T-mobilをスロヴァキアでは「ティー・モビル」と発音する。
4月末までユーロテルという名で親しまれていた携帯電話の一企業は、5月よりヨーロッパでの情報通信最大手のTモバイルへと社名を変えた。株主はスロヴァキアテレコム(100%)である。そのスロヴァキアテレコムの51%の株を占めるのがドイツテレコムだ。世界有数の移動通信サービスの一員となったことで、各地のTモバイルとの協力により低経費で技術開発に望めるという。
このスロヴァキアでの新たなスタートを祝して、Tモバイルは6月1日、ブラティスラヴァでエルトン・ジョンの無料野外コンサートを催した。当日は8万人を越える観客が集まった。
今や、若者はもちろん、ビジネスマン、主婦、子供までもが携帯電話を持つようになっているスロヴァキアには移動通信サービス会社が2社ある。一つはオレンジ、もう一つがTモバイルである。
オレンジのオリジナルカラーであるオレンジ色に対し、Tモバイルはピンクとグレーが目印。実は、オレンジも2002年3月、フランステレコムのグローブテルからイギリス企業の現在の名に変わっている。2004年末の時点でユーロテルには191万4 591人が、そして現在のオレンジには236万573人が加入している。(参考:www.itnews.sk)
携帯電話事情は、日本とさほど違いは無い。電話機のモデル、着信音や電話の画面、iモードといった内蔵されている機能には日本のものには及ばない。最近ようやくデジカメ付きのタイプが徐々に普及してきたところである。
以前から備わっていたものの中にEメール機能があるが、ヨーロッパでは携帯電話にSMSという全携帯共通メール送受信が一般的で、携帯電話にEメールがなくてもほとんど事が済むのが実態である。このSMSの場合、Eメールと違って迷惑メールがないことが大きな利点であろう。
また、国際ローミングサービスを契約すれば国外でもメールを送受信できる他、電話の発着信も可能である。
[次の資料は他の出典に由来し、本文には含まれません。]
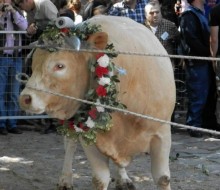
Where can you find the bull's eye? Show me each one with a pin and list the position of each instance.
(59, 66)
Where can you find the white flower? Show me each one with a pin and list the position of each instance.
(90, 123)
(103, 61)
(77, 129)
(104, 80)
(99, 108)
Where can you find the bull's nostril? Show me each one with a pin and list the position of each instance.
(27, 99)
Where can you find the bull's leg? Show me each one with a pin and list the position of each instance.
(65, 181)
(100, 167)
(159, 152)
(123, 182)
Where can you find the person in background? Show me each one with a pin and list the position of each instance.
(64, 10)
(97, 7)
(214, 23)
(10, 64)
(44, 12)
(75, 6)
(208, 5)
(133, 9)
(178, 7)
(165, 30)
(200, 77)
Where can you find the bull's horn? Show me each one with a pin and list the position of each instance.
(73, 42)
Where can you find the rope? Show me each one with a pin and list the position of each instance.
(117, 109)
(114, 52)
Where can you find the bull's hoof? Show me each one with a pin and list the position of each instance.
(164, 183)
(64, 188)
(125, 186)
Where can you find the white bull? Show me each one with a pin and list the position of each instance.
(148, 88)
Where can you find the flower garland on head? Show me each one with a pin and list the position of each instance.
(89, 119)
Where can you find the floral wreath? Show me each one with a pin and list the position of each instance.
(90, 119)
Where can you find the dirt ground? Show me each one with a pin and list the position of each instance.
(33, 161)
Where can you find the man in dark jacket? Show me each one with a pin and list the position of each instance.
(200, 77)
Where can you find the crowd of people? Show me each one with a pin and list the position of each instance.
(187, 27)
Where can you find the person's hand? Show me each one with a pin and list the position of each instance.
(214, 65)
(8, 8)
(32, 29)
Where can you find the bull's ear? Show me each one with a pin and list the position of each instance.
(99, 40)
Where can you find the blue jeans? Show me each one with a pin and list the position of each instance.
(9, 89)
(198, 84)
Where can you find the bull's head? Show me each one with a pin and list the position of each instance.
(64, 72)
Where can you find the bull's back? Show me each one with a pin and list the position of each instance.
(148, 85)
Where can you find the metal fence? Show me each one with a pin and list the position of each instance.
(181, 103)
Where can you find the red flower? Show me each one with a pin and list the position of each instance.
(92, 113)
(83, 127)
(64, 30)
(71, 125)
(62, 122)
(101, 91)
(99, 55)
(100, 71)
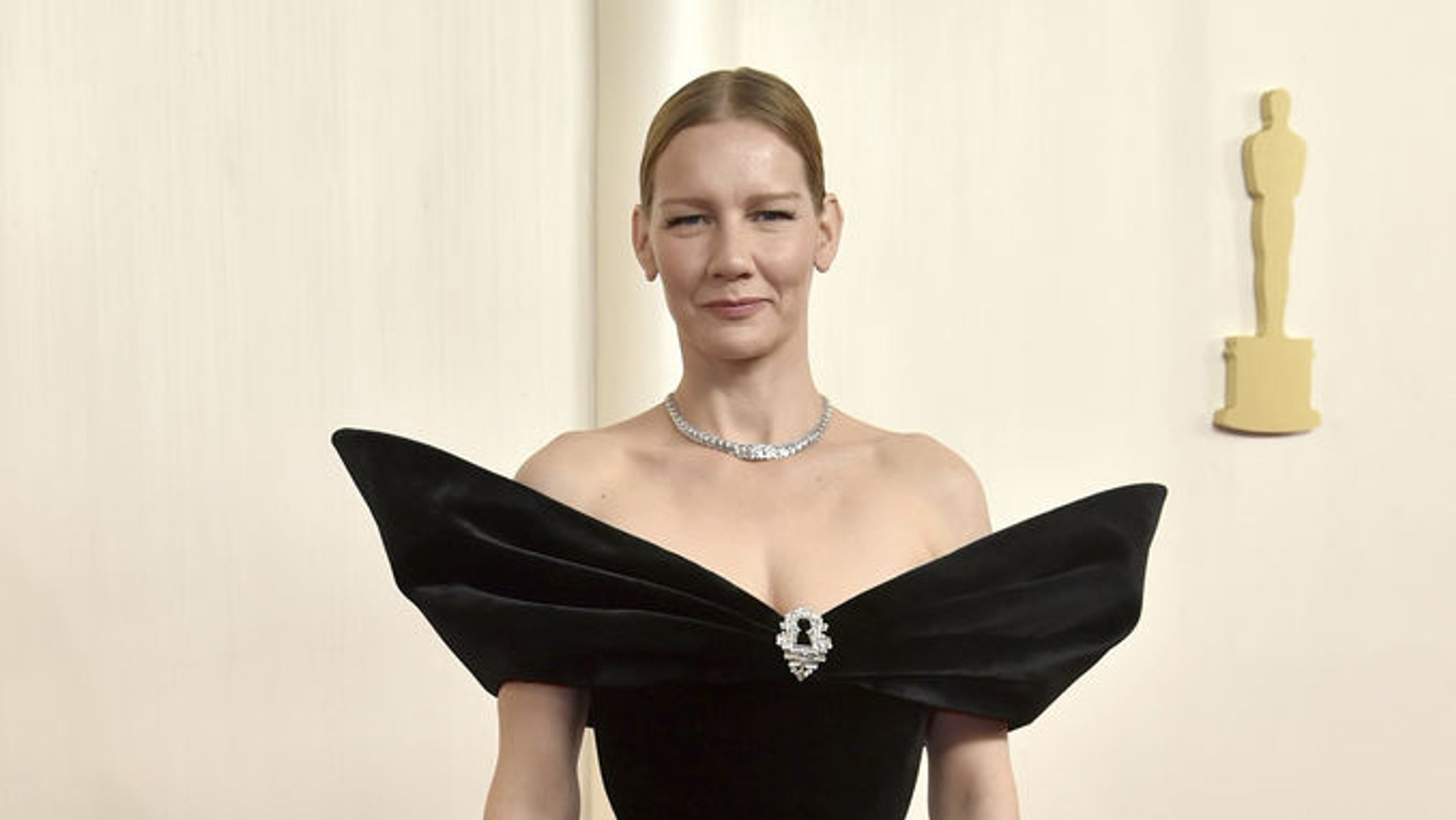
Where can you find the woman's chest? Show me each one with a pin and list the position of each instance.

その他にも、インターネットへの接続が無い代わりに、携帯電話サービス会社が、娯楽、宿泊、電車とバスの時刻表といったインフォメーション用の番号を備えていて、有料ではあるが、その番号にかければ情報を提供してくれる。
その他にも近年、銀行などでは携帯から振込みや支払いが出来るシステムを導入し始めたが、まだまだそれを活用する人は少ない。
最後に、参考までに公共の場での携帯電話の使用状況を載せておこう。スロヴァキアではバスや電車の車内でも携帯電話の通話が認められている。車の運転中は電話の発信、メールの送信および受信したものを読むことは禁じられているが、電話がかかってきた場合には話してもよい。国によって携帯電話のマナーに関する考え方も随分異なるものである。